Découvrez la maladie de Charcot-Marie-Tooth, ses symptômes, son diagnostic et les options de traitement pour améliorer la qualité de vie.
Quand on entend parler de la « maladie de Charcot », on pense souvent à Stephen Hawking. Le célèbre astrophysicien vivait avec une sclérose latérale amyotrophique (SLA). Cette maladie grave qui affecte les neurones moteurs et entraîne une paralysie progressive. Mais ce que beaucoup ignorent, c’est qu’il existe une autre pathologie, au nom très similaire : la ou les maladies de Charcot-Marie-Tooth. Et pourtant, ces deux maladies n’ont rien à voir.

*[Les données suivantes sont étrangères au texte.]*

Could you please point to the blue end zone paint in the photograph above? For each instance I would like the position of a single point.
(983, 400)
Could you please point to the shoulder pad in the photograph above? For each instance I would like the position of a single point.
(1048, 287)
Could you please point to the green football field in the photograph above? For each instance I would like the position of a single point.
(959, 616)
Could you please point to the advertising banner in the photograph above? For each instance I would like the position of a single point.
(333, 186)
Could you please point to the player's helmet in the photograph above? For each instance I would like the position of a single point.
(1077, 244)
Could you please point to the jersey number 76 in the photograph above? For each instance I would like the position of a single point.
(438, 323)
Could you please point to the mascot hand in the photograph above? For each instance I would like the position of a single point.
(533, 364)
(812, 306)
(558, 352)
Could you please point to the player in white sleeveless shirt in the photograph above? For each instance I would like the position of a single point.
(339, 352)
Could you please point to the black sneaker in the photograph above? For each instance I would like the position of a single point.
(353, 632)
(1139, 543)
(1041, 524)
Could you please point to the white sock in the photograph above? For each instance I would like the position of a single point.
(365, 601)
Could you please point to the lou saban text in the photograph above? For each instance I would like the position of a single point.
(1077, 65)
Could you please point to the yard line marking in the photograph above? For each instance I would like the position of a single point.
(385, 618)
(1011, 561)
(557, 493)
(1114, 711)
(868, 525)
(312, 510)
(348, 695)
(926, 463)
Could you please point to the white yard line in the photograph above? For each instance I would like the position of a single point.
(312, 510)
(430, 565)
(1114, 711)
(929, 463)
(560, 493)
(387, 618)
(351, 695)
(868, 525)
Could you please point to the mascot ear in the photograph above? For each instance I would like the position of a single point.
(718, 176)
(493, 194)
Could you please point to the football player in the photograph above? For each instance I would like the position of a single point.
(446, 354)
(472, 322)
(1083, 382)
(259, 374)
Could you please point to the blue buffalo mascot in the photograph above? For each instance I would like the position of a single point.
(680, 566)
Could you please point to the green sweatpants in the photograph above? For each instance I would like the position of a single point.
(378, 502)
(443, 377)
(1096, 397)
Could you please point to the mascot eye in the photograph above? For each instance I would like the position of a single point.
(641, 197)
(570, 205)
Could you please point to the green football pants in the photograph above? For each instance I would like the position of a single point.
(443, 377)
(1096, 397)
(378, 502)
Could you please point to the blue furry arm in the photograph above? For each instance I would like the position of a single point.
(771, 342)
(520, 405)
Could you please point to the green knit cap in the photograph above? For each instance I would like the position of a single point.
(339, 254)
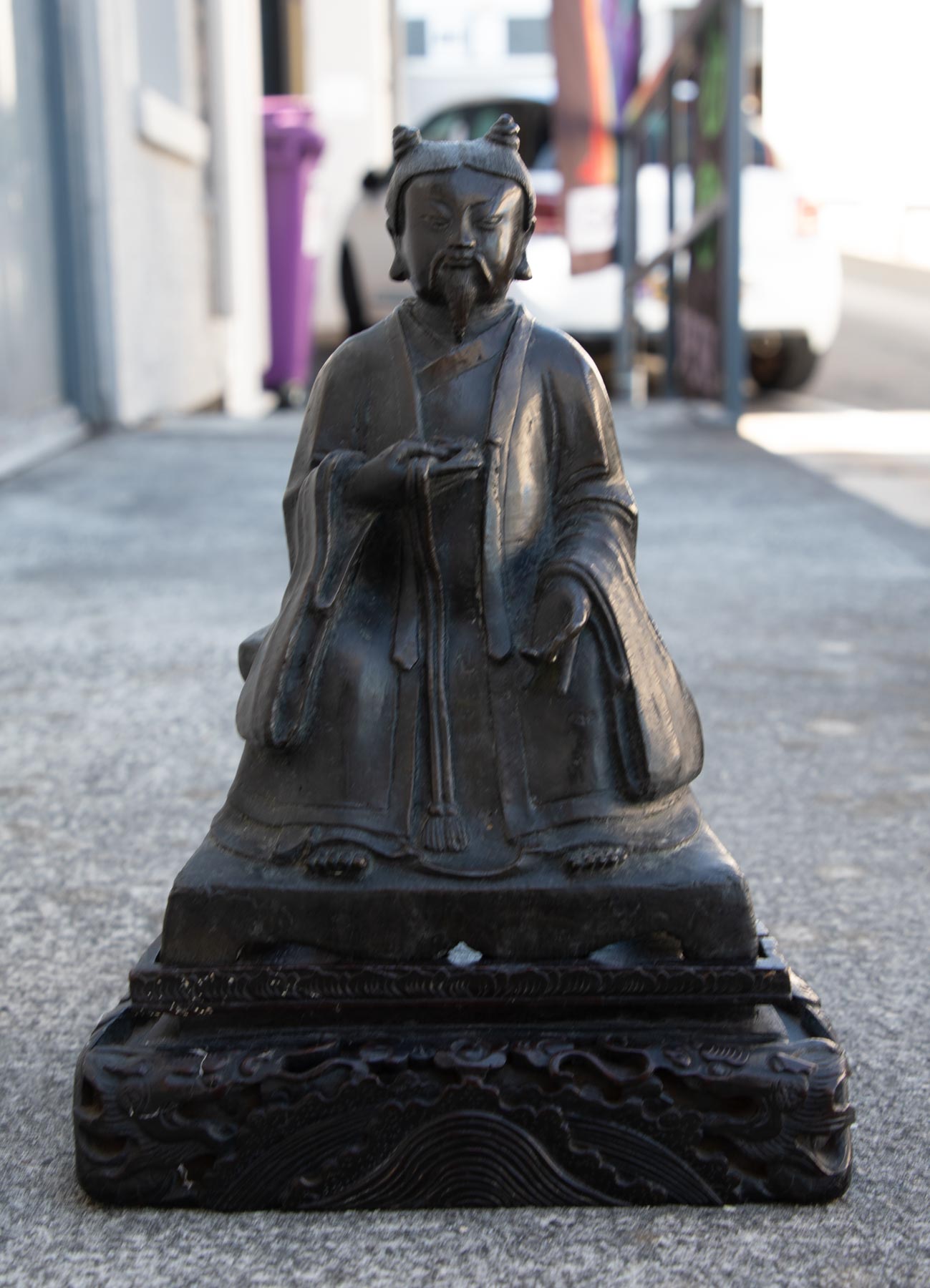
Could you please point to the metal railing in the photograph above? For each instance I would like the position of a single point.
(682, 146)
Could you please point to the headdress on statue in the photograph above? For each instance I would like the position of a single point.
(498, 154)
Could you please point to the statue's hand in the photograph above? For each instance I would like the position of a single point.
(561, 616)
(379, 484)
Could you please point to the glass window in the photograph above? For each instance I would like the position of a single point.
(528, 36)
(417, 38)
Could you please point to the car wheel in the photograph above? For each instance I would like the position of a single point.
(354, 316)
(786, 364)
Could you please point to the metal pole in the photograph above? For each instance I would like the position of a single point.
(626, 339)
(735, 349)
(670, 278)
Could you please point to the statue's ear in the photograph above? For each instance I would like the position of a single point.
(398, 270)
(523, 270)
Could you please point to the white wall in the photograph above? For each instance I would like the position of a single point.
(185, 272)
(846, 109)
(467, 56)
(349, 80)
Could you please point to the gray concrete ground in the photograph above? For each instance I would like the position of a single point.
(129, 571)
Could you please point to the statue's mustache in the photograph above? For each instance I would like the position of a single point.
(462, 259)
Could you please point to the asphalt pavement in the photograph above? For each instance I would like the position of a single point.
(129, 571)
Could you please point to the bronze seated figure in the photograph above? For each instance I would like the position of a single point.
(464, 680)
(460, 934)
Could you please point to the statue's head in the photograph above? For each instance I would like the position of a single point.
(460, 215)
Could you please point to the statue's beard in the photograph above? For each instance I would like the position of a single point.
(460, 288)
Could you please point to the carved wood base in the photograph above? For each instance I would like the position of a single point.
(451, 1104)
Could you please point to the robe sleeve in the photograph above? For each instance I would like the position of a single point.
(596, 541)
(325, 535)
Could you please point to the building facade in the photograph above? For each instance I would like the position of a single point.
(133, 268)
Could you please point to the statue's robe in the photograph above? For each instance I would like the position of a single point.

La confusion vient surtout du nom. La SLA, qu’on appelle aussi parfois simplement « maladie de Charcot », attaque le système nerveux central. Elle évolue rapidement et touche la motricité globale. Charcot-Marie-Tooth (CMT), elle, est une maladie neuropathie génétique rare, qui affecte les nerfs périphériques. Elle évolue beaucoup plus lentement et se manifeste surtout par des troubles moteurs et sensitifs au niveau des pieds, des jambes et des mains. Alors non, Stephen Hawking n’avait pas la maladie de Charcot-Marie-Tooth, malgré sa longévité impressionnante, même si les noms peuvent prêter à confusion. Et c’est justement pour ça qu’il est important de mieux comprendre cette neuropathie, encore trop méconnue du grand public.

Les maladies de Charcot-Marie-Tooth (souvent abrégées en CMT) sont des neuropathies périphériques héréditaires. Elles doivent leur nom aux trois médecins qui les ont décrites en 1886 : Jean-Martin Charcot, Pierre Marie, et Howard Henry Tooth. En clair, cela veut dire qu’elles sont transmises par les gènes, et qu’elles touchent les nerfs chargés de faire circuler l’information entre le cerveau, la moelle épinière et les muscles. Elle touche entre 30 000 et 50 000 personnes en France, soit 1 personne sur 2500.
À ce jour, 80 gènes ont été identifiés comme responsables de la maladie de Charcot-Marie-Tooth, chacun entraînant une forme spécifique de la maladie.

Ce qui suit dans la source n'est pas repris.